Bush rejects advocates for defeat

Michael Barone:

While George W. Bush's many critics and detractors portray him as facing the same dilemma as Lyndon Johnson in Vietnam, Bush himself seems determined to proceed the way Harry Truman did in Korea -- or, as some might put it, as Winston Churchill did after Dunkirk.

Leading Democrats like Sen. Carl Levin of Michigan have been calling for troop pullouts from Iraq starting in four to six months. The Iraq Study Group co-chaired by James Baker and Lee Hamilton, The New York Times tells us, will recommend a "gradual pullback" of troops, direct negotiations with Iran and Syria and pressure on Israel to make concessions to the Palestinians.

But Bush seems unpersuaded. "There's one thing I'm not going to do," he said at last week's NATO summit in Riga, Latvia. "I'm not going to pull our troops off the battlefield before the mission is complete."

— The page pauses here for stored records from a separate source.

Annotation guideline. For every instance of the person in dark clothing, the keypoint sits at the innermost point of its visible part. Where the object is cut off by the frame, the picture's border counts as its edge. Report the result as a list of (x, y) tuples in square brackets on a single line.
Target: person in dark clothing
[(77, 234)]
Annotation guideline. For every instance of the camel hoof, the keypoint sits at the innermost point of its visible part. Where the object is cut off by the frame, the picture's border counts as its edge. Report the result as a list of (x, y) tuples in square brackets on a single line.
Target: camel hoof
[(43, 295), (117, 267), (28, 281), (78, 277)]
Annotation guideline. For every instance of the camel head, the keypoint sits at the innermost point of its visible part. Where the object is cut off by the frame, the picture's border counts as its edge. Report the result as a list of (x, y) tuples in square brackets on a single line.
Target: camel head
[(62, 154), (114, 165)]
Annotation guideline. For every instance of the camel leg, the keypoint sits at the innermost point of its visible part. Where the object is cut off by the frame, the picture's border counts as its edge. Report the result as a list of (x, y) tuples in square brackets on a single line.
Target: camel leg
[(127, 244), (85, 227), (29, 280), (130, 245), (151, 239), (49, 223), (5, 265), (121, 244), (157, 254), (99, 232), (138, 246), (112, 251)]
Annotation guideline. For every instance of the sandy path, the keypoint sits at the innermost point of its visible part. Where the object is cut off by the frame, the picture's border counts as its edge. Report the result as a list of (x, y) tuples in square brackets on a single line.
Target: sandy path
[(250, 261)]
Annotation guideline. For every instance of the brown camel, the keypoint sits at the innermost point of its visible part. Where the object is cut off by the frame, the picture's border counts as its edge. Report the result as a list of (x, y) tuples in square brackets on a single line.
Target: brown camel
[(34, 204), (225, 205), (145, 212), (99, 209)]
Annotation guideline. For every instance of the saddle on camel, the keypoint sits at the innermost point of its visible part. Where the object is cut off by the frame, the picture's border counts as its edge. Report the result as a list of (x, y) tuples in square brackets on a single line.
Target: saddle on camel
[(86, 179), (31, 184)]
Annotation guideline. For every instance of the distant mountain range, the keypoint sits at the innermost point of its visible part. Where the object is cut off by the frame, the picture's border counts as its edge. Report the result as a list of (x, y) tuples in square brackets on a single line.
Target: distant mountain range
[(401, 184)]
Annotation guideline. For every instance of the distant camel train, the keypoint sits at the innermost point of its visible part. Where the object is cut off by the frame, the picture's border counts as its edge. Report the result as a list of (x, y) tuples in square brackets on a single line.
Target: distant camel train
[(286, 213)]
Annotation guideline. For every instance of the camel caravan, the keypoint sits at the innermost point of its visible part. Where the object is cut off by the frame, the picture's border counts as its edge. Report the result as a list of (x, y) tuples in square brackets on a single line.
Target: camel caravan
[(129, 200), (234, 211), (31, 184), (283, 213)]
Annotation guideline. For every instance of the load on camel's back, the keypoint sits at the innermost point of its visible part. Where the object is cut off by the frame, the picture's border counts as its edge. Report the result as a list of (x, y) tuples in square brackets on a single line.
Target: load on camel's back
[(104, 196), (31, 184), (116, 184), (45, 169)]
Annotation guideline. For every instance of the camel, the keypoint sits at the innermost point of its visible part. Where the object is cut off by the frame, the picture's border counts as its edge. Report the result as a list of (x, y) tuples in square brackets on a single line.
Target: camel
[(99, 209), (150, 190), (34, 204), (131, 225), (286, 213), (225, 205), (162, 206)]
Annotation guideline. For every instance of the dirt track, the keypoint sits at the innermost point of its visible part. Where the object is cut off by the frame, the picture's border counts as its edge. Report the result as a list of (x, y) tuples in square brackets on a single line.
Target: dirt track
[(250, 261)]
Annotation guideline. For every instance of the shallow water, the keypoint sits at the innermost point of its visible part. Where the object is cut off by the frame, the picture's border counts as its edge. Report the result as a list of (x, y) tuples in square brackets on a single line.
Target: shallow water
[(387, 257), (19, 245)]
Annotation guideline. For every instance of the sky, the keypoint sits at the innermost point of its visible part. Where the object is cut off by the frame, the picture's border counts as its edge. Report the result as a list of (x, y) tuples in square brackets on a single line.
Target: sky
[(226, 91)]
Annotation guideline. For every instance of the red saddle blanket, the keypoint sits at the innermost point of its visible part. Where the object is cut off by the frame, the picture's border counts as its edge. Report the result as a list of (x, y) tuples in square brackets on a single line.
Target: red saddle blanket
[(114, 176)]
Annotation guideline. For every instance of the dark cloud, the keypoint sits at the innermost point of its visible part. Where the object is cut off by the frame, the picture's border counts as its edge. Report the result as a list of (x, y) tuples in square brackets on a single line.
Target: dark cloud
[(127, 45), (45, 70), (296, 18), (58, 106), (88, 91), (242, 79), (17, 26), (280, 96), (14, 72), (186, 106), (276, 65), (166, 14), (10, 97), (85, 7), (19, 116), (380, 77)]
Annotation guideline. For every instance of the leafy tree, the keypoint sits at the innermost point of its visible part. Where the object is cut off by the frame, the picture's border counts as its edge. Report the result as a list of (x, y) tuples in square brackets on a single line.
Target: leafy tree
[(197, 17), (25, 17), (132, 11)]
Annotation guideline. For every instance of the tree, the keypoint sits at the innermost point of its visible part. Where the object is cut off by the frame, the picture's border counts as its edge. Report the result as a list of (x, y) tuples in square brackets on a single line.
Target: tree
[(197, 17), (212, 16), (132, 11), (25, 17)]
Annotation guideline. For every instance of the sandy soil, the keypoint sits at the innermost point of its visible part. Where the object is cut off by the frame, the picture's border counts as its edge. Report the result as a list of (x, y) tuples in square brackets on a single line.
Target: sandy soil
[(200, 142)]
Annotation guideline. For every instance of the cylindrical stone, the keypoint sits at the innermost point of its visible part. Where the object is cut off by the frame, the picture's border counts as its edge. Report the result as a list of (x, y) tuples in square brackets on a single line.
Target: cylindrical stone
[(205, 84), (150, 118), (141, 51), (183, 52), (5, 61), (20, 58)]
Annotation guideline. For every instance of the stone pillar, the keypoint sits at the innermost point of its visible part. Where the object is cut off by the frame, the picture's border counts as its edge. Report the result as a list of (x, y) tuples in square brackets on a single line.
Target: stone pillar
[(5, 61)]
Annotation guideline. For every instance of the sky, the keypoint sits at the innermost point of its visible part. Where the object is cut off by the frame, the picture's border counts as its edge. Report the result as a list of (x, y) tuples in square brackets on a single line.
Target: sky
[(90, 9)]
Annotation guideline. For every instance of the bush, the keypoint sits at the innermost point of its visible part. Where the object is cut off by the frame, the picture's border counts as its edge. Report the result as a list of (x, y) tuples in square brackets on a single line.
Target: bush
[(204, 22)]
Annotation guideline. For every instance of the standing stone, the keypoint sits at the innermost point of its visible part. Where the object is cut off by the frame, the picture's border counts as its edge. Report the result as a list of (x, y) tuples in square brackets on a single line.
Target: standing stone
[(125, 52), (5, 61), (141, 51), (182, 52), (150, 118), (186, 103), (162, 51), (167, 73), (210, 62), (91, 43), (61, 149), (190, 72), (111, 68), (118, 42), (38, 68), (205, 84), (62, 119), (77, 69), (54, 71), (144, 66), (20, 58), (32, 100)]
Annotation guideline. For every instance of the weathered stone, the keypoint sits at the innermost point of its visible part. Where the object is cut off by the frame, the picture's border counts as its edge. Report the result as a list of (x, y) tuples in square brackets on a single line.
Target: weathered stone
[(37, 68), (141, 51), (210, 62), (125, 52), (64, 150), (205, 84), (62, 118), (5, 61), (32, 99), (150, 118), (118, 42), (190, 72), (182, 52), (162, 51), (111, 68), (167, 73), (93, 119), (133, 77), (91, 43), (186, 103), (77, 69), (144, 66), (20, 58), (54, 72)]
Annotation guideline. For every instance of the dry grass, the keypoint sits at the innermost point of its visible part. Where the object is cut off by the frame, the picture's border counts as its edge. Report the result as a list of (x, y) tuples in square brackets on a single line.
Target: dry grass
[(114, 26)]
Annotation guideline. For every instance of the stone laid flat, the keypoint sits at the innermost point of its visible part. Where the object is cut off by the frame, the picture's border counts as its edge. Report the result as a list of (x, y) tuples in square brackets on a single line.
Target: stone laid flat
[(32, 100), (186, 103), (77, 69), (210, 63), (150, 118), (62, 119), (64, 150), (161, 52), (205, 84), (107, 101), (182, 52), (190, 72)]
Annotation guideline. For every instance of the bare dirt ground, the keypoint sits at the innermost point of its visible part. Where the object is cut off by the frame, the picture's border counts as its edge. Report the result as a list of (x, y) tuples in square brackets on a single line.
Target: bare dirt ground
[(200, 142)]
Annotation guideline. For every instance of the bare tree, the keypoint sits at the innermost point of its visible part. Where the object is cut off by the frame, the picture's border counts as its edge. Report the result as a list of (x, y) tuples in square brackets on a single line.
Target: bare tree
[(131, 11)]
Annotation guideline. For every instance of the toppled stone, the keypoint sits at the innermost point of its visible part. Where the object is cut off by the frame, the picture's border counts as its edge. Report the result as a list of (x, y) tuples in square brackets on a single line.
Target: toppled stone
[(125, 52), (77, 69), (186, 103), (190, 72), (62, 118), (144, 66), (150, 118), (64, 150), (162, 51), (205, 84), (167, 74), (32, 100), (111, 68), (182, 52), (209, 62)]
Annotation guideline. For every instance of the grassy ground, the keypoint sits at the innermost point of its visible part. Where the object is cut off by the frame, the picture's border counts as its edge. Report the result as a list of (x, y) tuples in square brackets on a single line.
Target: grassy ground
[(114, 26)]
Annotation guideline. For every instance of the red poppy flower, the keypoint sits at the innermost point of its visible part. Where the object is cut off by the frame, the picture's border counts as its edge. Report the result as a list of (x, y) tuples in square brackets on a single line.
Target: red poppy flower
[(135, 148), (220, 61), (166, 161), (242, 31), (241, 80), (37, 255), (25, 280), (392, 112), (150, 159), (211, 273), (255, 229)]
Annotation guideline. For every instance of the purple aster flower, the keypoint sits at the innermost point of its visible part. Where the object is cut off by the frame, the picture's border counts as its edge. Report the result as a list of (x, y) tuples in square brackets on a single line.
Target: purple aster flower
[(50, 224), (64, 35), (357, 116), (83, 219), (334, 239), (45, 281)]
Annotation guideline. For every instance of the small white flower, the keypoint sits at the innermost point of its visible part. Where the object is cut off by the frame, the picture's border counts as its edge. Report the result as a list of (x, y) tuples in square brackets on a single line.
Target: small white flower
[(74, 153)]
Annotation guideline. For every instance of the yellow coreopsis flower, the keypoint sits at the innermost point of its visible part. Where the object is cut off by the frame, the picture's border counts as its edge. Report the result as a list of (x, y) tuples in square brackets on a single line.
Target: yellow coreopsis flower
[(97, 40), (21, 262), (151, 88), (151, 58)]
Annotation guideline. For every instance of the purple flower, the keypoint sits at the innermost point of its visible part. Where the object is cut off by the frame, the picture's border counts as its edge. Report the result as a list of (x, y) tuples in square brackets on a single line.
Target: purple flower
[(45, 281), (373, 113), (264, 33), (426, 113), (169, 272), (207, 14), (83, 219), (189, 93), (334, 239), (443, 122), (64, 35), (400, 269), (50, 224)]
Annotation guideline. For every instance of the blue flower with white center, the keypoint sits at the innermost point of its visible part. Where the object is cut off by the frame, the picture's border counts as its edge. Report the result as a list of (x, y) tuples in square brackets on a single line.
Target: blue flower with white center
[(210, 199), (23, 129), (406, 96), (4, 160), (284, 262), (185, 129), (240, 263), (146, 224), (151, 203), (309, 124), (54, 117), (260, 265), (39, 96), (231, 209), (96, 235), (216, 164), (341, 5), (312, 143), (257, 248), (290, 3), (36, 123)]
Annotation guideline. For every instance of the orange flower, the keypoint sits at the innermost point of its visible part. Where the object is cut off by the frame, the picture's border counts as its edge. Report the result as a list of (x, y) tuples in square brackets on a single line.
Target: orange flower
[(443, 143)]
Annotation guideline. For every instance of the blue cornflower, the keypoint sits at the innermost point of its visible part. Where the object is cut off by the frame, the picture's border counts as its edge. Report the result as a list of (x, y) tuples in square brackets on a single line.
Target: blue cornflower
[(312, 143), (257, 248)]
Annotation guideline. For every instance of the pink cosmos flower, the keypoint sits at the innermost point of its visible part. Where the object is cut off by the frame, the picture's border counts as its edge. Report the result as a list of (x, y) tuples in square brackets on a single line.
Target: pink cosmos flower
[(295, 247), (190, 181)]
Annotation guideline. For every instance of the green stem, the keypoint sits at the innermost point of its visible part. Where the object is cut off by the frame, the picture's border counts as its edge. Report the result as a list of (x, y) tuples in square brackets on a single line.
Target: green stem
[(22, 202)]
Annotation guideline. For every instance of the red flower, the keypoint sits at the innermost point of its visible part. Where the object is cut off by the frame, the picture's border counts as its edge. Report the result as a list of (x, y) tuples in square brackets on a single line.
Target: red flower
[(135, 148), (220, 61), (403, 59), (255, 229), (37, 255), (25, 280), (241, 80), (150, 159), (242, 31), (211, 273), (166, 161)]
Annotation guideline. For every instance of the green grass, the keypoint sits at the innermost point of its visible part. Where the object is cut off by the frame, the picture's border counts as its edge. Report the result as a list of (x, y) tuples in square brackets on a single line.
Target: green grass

In this, Bush has the support of others. Defense Secretary-designate Robert Gates opposes a quick pullout. So does the Joint Chiefs of Staff and the Central Command's Gen. John Abizaid.

Retired generals who have criticized Bush testified that we should send more troops into Iraq. Democrats seem disinclined to use their congressional majorities to cut short our mission in Iraq lest they be blamed for the unpleasant consequences many predict.

So maybe the Vietnam analogy will not apply. And it shouldn't, because it's misleading. The communists' Tet offensive was a smashing defeat for them, not us, as outlined in Peter Braestrup's 1977 book "Big Story." Military historian Lewis Sorley has shown how after Tet, Gen. Creighton Abrams produced a strategy that was proving successful -- until Congress prevented the United States from fulfilling its promises of aid against the North Vietnamese offensive in 1975.

...

The Democrats sold out Vietnam and condemned the Vietnamese to a brutal communist tyranny. Many of them would like to do the same thing for Iraq. They and media have been selling the false notion that we are losing in Iraq. The reality is something very different. The enemy is floundering around and losing. While the US has not achieved all of its objectives yet, it is far from losing anywhere in Iraq. It may be a different situation in congress and in the other counsels of defeat.